The Commission is also proposing a pan-European label for platforms, so that a platform licensed in one country can operate across the EU.

A first major deliverable tabled by the Commission is a new set of rules to help crowdfunding platforms to grow across the EU’s single market.

“To compete globally, Europe’s innovative companies need access to capital, space to experiment and scale to grow,” said Valdis Dombrovskis, Vice-President responsible for Financial Stability, Financial Services and Capital Markets Union. “This is the premise for our FinTech Action Plan. An EU crowdfunding licence would help crowdfunding platforms scale up in Europe. It will help them match investors and companies from all over the EU, giving more opportunities for firms and entrepreneurs to pitch their ideas to a wider base of funders.”

In turn, Jyrki Katainen, Vice-President for Jobs, Growth, Investment and Competitiveness, stressed that new technologies are transforming the financial industry by revolutionising the way people access financial services. “Alternative sources of funding, such as crowdfunding or peer-to-peer lending, directly link savings with investments. They make the market more accessible for innovative entrepreneurs, start-ups and small companies.

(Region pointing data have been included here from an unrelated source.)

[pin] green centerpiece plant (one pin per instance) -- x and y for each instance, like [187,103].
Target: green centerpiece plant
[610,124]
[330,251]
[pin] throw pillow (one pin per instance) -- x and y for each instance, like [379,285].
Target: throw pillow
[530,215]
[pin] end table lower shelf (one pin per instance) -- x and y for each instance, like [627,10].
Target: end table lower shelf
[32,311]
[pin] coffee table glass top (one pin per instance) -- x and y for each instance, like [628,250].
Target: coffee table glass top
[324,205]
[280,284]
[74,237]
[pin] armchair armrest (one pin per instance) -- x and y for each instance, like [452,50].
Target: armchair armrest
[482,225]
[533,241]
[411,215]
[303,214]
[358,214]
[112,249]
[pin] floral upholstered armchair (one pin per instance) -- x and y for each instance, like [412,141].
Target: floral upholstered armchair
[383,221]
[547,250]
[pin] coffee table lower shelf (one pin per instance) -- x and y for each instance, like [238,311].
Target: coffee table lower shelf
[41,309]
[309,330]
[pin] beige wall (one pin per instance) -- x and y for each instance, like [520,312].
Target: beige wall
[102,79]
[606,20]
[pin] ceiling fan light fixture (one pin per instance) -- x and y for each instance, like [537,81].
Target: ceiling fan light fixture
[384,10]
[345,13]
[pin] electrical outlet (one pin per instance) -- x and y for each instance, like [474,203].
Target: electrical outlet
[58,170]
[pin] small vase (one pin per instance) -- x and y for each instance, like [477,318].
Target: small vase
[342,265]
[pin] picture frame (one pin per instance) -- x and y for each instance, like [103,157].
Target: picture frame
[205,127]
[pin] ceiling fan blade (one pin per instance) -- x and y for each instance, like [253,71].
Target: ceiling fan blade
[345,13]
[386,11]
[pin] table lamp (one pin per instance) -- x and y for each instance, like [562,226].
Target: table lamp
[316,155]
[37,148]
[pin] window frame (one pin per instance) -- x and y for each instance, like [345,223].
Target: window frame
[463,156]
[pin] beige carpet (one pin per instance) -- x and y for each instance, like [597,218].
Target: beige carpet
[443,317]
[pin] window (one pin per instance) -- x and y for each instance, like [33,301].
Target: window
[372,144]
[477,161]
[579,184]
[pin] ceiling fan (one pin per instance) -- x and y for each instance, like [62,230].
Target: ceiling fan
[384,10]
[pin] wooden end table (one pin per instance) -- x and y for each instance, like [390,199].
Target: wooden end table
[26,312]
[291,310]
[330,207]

This objective is at the heart of the Capital Markets Union,” he said.

“Digital technologies have an impact on our whole economy – citizens and businesses alike,” added Mariya Gabriel, Commissioner for the Digital Economy and Society. “Technologies like blockchain can be game changers for financial services and beyond. We need to build an enabling framework to let innovation flourish, while managing risks and protecting consumers.”

According to the Commission, the financial sector is the largest user of digital technologies and a major driver in the digital transformation of the economy. The Action Plan sets out 23 steps to enable innovative business models to scale up, support the uptake of new technologies, increase cybersecurity and the integrity of the financial system.

The Commission will host an EU FinTech Laboratory where European and national authorities will engage with tech providers in a neutral, non-commercial space.

Welcoming the Commission’s Action Plan, the European People’s Party (EPP) group spokesman on Economic and Monetary Affairs, Burkhard Balz, said: “Today’s Commission proposal on crowdfunding platforms is an initial step to change this. By not having to comply with 28 different sets of requirements, but only one harmonised one, it allows the platforms to scale up”.

The proposal suggests the creation of an EU licence for crowdfunding platforms that would allow them to operate across the EU based on a single authorisation. It allows them to grow in Europe – currently German platforms can only operate in Germany, Croatian ones only in Croatia.

“There is an increasing need for diversifying funding options in the EU. Banks should not be the only source of money for businesses, particularly in innovative and emerging sectors such as FinTech. If it would be possible to find funding for an innovative idea just by clicking on a button on their smartphone, imagine the possibilities for European SMEs. For the EPP Group, it is, however, crucial that cybersecurity and level playing field aspects are not neglected. Access to funding has to be not only easy, but also safe”, said Balz.

According to Balz, the EU needs to make sure it benefits from these opportunities. It needs a strategy to sustain the development of new technologies in the financial sector, be it examples like payments through apps or the withdrawal of money without cards.

“Europe is best placed to become an innovation powerhouse in this field. It has a good academic base and broad access to technology, but what we need is a genuine Capital Markets Union so that we enable European innovators to stay in Europe”, concluded Balz.